Maybe I didn’t explain myself clearly above. Although Merced is not a highly selective campus, its posted admission rate doesn’t tell the whole story.
As some background: When a student applies to UC, they check a box for each campus they are applying to, at a cost of $80 per campus.
If a student is eligible for the statewide guarantee (top 9% in the state) or ELC guarantee (top 9% in the student’s high school), the student knows that they will automatically be offered admission to a UC campus, if they aren’t admitted to any of the campuses they choose. Therefore, many students feel that they don’t actually have to apply to Merced and pay the $80 fee. Merced acts as an automatic safety school for them, without even applying, as long as they applied to at least one other UC campus.

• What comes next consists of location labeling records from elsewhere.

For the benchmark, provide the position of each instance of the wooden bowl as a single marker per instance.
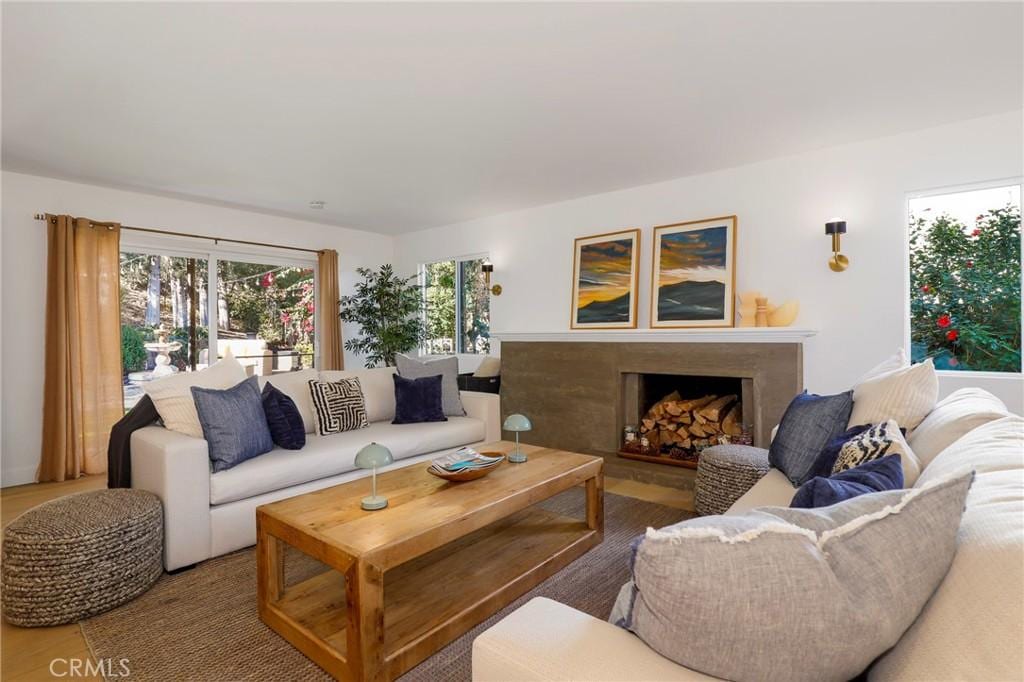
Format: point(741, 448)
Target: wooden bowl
point(471, 474)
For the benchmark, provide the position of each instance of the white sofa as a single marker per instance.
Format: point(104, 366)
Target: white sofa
point(972, 628)
point(208, 514)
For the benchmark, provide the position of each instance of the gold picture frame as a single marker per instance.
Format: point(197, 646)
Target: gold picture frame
point(605, 281)
point(693, 274)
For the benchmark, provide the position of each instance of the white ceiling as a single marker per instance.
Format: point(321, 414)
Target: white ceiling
point(407, 116)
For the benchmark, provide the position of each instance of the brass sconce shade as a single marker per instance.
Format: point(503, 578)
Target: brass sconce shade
point(487, 267)
point(838, 262)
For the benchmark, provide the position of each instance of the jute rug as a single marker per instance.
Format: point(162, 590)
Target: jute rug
point(202, 625)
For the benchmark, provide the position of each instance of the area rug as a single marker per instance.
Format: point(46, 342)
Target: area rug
point(202, 624)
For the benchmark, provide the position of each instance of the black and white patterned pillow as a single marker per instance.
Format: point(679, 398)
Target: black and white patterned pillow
point(876, 442)
point(339, 406)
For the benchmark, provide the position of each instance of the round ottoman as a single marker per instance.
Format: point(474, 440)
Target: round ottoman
point(81, 555)
point(724, 474)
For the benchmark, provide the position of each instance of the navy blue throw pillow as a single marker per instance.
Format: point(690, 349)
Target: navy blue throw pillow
point(284, 419)
point(809, 423)
point(233, 423)
point(418, 400)
point(885, 473)
point(826, 458)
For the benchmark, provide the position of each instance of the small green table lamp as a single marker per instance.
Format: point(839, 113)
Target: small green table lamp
point(517, 423)
point(371, 457)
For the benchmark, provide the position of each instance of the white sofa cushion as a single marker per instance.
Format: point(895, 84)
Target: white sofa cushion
point(973, 626)
point(544, 640)
point(296, 386)
point(906, 395)
point(335, 454)
point(378, 389)
point(774, 489)
point(172, 395)
point(953, 417)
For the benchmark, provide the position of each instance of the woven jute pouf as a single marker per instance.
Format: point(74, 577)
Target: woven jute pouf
point(724, 474)
point(81, 555)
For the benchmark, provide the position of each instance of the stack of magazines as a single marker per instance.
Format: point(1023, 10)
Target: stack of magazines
point(464, 459)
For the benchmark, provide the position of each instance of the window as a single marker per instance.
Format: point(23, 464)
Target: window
point(262, 312)
point(966, 279)
point(457, 307)
point(265, 314)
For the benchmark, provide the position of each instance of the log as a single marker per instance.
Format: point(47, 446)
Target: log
point(714, 410)
point(732, 422)
point(696, 403)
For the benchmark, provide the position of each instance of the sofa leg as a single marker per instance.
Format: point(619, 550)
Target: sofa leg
point(181, 569)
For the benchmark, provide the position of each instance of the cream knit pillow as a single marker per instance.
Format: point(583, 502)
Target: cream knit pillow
point(172, 395)
point(905, 395)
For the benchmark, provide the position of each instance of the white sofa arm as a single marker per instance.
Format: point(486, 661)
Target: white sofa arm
point(487, 408)
point(176, 468)
point(549, 641)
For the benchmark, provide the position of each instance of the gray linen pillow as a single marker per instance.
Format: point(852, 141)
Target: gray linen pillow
point(793, 594)
point(448, 368)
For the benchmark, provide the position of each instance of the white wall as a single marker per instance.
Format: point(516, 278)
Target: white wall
point(782, 250)
point(24, 279)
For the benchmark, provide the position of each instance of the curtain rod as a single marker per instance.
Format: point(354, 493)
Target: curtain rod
point(215, 240)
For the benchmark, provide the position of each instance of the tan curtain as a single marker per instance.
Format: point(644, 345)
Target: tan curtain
point(328, 324)
point(82, 387)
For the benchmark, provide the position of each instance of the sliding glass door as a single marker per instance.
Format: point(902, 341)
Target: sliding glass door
point(262, 312)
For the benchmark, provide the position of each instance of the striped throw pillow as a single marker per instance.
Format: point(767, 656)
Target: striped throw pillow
point(339, 406)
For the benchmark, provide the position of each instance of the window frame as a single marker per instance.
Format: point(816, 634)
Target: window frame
point(907, 323)
point(212, 253)
point(421, 271)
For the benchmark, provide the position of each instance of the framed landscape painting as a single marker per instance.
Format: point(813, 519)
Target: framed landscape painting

Also, many students in CA who are applying to OOS or private schools have a tendency to apply to just a couple of reach campuses in the UC system, for example, to UCLA and UCB, or perhaps to those two along with UCSD, etc. These students may not be interested in Merced at all, but if they are not admitted to the reach campuses where they applied, they will be auto-admitted to Merced (there is no way to “turn this option off” in the UC application).
All in all, over 200,000 students apply to UC each year, but only about 25,000 of these students are paying $80 to explicitly apply to Merced.
Students who are auto-admitted to Merced, but did not apply to Merced, are counted in the numerator, but not the denominator, of the posted acceptance rate. This artificially increases the posted acceptance rate, which is why the rate can go over 100%.
(Note that at this time, my understanding is that some students are being offered Riverside instead of Merced, so this is also going to affect the Riverside acceptance rate. However, in the past, the guarantee meant that you would be offered Merced.)